877-454-3672

Search Tours

One comment on “The art of bartering – A South East Asian tradition”

  1. A great story. Next to seeing the ancient wonders of Asia, interacting with the people, eating local foods, bargaining is the greatest adventure and reason I can think of for going to Asian nations. Yes, the key is to keep it fun, laugh and smile. Never, ever get mad and very serious about the process. It should be enjoyable.

    I have many stories of bargaining in Asia and here are but a few of them:

    When I go to an Asian nation, I go with my list of things-to-buy already made up. As for how much to pay, I generally begin at 50-60% less than what is asked. That gives some wiggle room. If you offer only say, 20% less than asking price, less room to bargain. Also, if you don’t try bargaining, some vendors will consider you a sucker, stupid foreigner. I even bargain where the signs says, fixed price as generally it is not. So don’t be swayed by their signs. And never trust anything to be an antique as real antiques require special export permits or may even be illegal to export.

    Also, do not buy the Gucci or Rolex counterfeits or similar items as US customs will confiscate them. Of course you don’t have to declare them but is it worth the price you will pay if caught?

    Sometimes, I even offer less than 60%. The key is to watch the vendors reaction. If he-she gets an angry or disgusted look then you started way too low. They are thinking that the price is an insult, ridiculous. Be careful to see if that reaction is real or part of the great bargaining game. Often it is difficult to tell.

    Generally, starting out at 50% is a safe bet to start the bargaining process. However, consider it a game and be sure you make it a win-win situation as much as possible.

    When first offered the price, I use various ways to show shock at the price. Once in the massive, weekend market in Bangkok, I was trying to buy some awesome, metal bookends. When offered the price, I grabbed my heart and fell to my knees. The lady was in shock but I slowly got to my feet and said that her price was such a shock. When she saw that I was kidding, she laughed, offered a drink and the bargaining began in earnest.

    Another technique I use is to say no, if I paid the price you asked, my wife and child (at the time our eight year old son was with us) would go hungry with no dinner as I would not have any money left. But, you must say that with a smile. Once I was even offered some food by the vendor if I paid the price. I had to laugh at that one as he quickly caught on to my joke. We laughed and got to bargaining in earnest.

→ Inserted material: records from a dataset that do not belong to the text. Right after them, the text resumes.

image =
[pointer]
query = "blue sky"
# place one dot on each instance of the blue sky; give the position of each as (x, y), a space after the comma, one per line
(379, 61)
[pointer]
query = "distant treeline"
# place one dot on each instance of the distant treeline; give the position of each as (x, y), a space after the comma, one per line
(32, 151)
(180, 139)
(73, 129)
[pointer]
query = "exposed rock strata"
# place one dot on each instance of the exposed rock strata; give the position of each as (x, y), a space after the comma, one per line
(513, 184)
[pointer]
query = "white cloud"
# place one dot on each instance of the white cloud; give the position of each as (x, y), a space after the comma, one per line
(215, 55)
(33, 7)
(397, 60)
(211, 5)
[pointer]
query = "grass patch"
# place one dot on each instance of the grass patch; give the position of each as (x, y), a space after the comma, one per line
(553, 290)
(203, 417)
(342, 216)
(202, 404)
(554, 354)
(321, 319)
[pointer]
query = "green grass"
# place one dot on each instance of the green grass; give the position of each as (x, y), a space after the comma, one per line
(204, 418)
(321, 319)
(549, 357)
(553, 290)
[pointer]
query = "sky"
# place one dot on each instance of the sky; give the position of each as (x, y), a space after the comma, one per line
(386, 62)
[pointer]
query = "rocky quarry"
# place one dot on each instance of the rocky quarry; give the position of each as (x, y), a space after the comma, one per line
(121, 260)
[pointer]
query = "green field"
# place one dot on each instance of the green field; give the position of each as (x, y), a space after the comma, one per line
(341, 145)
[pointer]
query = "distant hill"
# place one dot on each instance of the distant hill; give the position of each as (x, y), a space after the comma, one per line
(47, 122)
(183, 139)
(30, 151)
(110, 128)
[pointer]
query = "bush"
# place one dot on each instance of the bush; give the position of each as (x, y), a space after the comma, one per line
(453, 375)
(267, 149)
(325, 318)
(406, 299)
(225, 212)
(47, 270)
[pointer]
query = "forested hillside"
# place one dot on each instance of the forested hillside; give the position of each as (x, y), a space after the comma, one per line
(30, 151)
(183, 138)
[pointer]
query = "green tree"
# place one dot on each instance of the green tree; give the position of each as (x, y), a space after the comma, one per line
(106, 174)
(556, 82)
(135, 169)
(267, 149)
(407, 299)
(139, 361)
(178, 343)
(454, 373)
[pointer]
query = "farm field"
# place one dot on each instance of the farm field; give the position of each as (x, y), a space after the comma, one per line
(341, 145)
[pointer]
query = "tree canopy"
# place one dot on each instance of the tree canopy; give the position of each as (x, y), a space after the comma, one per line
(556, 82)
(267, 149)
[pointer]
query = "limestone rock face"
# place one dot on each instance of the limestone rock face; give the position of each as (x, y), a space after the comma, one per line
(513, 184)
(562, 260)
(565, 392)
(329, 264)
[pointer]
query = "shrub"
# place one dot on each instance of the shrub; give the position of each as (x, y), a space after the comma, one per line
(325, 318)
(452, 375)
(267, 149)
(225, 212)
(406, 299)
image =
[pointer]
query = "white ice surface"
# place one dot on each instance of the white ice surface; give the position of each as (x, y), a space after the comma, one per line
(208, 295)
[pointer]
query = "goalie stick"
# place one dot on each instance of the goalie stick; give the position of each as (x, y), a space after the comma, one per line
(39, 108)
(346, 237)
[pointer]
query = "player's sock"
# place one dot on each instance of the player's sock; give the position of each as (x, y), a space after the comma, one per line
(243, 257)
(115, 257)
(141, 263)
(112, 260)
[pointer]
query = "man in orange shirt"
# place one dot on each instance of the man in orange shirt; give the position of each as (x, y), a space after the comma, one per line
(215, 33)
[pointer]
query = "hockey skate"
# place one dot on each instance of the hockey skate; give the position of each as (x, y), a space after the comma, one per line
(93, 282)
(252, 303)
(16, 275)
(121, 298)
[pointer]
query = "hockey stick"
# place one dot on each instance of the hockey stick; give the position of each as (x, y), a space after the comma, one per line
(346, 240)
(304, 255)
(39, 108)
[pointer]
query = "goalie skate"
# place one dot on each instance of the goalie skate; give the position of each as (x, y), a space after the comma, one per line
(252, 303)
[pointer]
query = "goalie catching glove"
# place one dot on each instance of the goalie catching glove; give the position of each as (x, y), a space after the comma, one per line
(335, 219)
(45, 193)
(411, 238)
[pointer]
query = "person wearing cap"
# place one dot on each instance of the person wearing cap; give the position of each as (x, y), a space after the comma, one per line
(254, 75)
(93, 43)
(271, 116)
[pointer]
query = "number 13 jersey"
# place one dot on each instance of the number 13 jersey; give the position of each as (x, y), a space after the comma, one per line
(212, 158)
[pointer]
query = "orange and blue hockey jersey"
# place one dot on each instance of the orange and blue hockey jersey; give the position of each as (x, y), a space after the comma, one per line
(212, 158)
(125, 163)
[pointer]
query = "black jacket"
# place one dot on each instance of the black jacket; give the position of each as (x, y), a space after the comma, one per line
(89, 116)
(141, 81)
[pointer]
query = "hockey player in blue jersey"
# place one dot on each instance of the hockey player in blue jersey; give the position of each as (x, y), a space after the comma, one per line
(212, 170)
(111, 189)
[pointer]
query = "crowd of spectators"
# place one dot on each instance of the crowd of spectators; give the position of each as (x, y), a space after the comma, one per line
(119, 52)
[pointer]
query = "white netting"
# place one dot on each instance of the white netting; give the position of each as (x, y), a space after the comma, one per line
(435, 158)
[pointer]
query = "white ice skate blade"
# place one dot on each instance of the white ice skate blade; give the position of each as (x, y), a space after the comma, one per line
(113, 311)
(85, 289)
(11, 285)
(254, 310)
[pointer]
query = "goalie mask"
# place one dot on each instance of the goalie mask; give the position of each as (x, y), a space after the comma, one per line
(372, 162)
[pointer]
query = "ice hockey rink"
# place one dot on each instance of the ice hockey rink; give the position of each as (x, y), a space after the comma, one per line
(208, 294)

    In that same market, there was a great looking Laotian lady who appeared to be about 85-90 years old, teeth stained black from chewing beetle nuts for years, her favorite snack. She was selling a great, Kuan-yin statue and also a Laotian, hand-made tribal knife. After much bargaining, she would not budge on the price. I walked away and came back twice, having used all the bargaining techniques in my arsenal. I finally paid her asking price. The one and only time I couldn’t get the price down. That old lady was so cool and a joy to bargain with, wearing her native clothing, that I didn’t mind.

    It was worth it just to see her smile and show all her black, beetle nut stained teeth as I thought of her as the classic old lady from Laos. Someone, who would soon be gone and probably not many like her left. So, even today I cherish that time with fond memories of the lady who kicked my bargaining butt!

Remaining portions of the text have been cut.